(Thuidium, Anomodon, and Leskea)

I. Thuidium delicatulum. Thuidium is the “fern moss.” It is common, especially on logs, in most woods.

Thuidium delicatulum habitat

Thuidium on a log

Thuidium is twice-pinnately branched looking very fern-like.

Thuidium delicatulum

Thuidium is quite fern-like (twice pinnate).

Microscopically, Thuidium is striking. It’s stems are clothed in filamentous, papillose paraphyllia.

Thuidium delicatulum paraphyllia

Paraphyllia are filamentous stem outgrowths between the leaves.

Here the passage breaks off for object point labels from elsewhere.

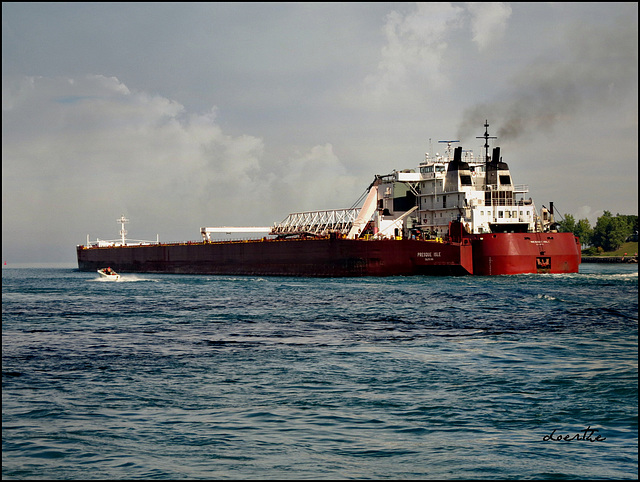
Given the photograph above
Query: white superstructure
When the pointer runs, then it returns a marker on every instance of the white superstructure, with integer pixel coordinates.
(477, 191)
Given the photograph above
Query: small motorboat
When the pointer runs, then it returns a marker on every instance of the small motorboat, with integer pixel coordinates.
(108, 273)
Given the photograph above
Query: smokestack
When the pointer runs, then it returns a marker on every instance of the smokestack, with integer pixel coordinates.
(457, 155)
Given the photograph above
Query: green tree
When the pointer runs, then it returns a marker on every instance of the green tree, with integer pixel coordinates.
(610, 232)
(567, 225)
(582, 228)
(584, 231)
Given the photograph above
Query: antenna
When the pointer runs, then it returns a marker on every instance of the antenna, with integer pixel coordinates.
(486, 138)
(123, 232)
(448, 148)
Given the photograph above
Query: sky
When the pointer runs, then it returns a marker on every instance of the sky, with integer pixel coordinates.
(184, 115)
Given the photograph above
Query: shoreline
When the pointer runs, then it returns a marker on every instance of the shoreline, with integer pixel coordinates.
(610, 259)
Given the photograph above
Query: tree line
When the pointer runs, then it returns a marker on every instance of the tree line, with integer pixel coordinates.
(607, 235)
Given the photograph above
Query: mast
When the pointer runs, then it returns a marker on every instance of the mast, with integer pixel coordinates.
(486, 138)
(123, 232)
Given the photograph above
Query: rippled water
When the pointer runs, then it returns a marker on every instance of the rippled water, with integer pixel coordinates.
(169, 376)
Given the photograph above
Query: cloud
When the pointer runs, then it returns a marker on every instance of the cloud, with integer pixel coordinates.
(415, 46)
(591, 66)
(488, 22)
(89, 149)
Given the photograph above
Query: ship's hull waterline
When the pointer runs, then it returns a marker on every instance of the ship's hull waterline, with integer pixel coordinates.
(491, 254)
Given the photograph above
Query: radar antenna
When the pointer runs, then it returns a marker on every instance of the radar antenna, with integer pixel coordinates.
(486, 138)
(448, 148)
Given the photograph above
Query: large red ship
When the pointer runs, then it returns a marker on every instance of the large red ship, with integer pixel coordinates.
(453, 215)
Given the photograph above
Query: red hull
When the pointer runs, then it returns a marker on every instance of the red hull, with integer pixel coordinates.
(517, 253)
(484, 255)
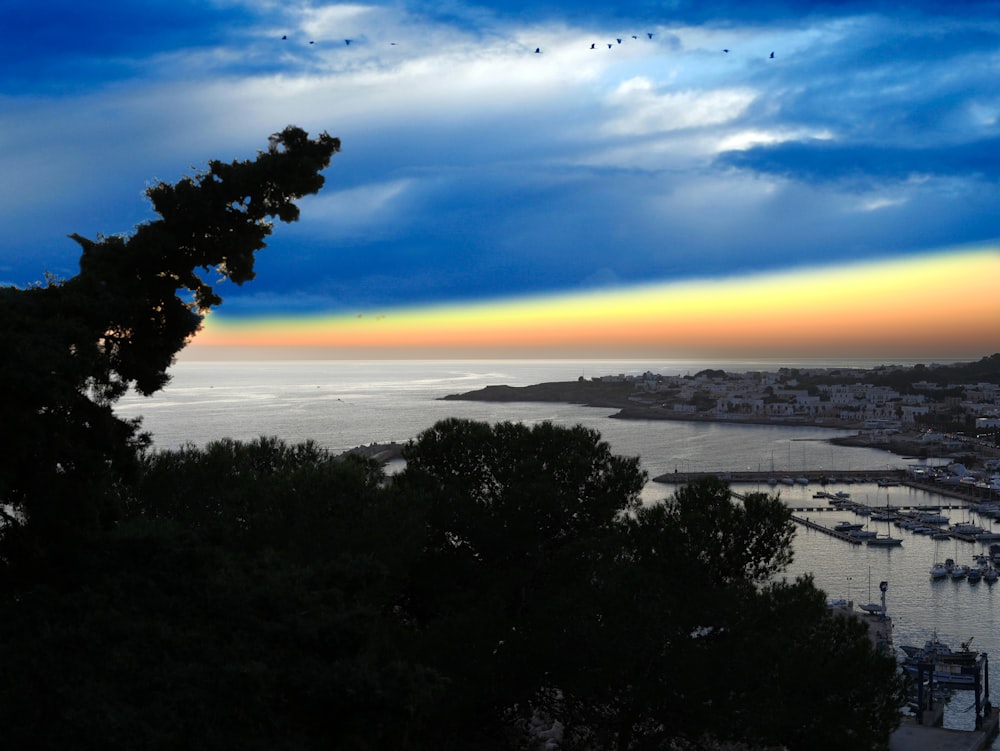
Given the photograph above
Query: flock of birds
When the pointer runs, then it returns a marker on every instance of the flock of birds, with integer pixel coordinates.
(538, 50)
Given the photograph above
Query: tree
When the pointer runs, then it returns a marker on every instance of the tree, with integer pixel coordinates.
(514, 518)
(698, 639)
(74, 347)
(543, 586)
(242, 603)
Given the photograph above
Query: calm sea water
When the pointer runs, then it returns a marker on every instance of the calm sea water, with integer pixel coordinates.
(341, 405)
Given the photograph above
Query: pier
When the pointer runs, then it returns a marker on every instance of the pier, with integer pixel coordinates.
(822, 476)
(825, 530)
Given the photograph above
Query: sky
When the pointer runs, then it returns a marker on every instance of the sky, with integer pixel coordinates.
(635, 179)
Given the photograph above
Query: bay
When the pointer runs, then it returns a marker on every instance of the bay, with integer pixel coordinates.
(344, 404)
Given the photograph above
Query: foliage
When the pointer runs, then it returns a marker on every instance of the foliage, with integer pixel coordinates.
(260, 622)
(75, 347)
(260, 595)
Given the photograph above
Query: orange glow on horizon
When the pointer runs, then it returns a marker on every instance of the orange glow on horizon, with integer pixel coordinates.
(946, 303)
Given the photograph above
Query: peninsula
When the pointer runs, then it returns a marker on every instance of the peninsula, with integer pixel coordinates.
(923, 410)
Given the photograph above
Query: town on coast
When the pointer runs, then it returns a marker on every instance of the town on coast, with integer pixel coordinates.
(950, 410)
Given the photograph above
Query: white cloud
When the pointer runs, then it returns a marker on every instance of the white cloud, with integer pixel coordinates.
(643, 110)
(746, 139)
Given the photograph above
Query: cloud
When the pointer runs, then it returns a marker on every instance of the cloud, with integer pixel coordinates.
(474, 167)
(826, 161)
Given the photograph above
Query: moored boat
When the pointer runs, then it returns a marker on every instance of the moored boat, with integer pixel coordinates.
(946, 667)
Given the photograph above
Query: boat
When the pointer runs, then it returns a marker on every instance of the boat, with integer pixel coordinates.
(847, 526)
(947, 667)
(932, 518)
(886, 541)
(862, 534)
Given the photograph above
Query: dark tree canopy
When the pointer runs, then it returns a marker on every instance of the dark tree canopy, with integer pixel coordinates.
(73, 347)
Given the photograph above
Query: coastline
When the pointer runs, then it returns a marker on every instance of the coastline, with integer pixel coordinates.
(628, 405)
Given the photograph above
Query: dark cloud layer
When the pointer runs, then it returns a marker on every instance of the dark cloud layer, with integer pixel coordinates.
(475, 168)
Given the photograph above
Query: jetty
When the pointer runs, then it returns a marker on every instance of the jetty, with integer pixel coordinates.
(821, 476)
(805, 522)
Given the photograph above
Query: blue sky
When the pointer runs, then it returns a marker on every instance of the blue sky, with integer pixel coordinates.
(474, 168)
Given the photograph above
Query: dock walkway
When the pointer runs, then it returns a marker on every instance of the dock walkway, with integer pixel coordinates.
(825, 530)
(910, 736)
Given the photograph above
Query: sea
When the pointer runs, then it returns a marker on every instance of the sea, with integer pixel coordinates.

Thuidium leaves are stoutly unipapillose.

Thuidium delicatulum leaves

Thuidium leaves are stoutly unipapillose.

II. Anomodon. The genus Anomodon consists of robust mat-forming pleurocarps often found at the base of trees or on cliffs.Here’s Anomodon attenuatus at the base of a tree.

Anomodon attenuatus

Anomodon attenuatus is common at the bases of trees

Microscopically, most Anomodon leaves are tongue-shaped. The cells are pluripapillose.

Anomodon attenuatus leaf

Anomodon leaves are often tongue-shaped, always pluripapillose

III. Leskea. Like Anomodon, Leskea is a papillose pleurocarp often found on trees. Leskea is found quite high up the trunk, at about eye-level. It’s a rather small moss.

Leskea gracilescens

Leskea is a small high-bark pleurocarp with erect sporophytes and straight capsules

Microscopically, Leskea leaves are tapered and blunt-tipped. The cellls are unipapillose.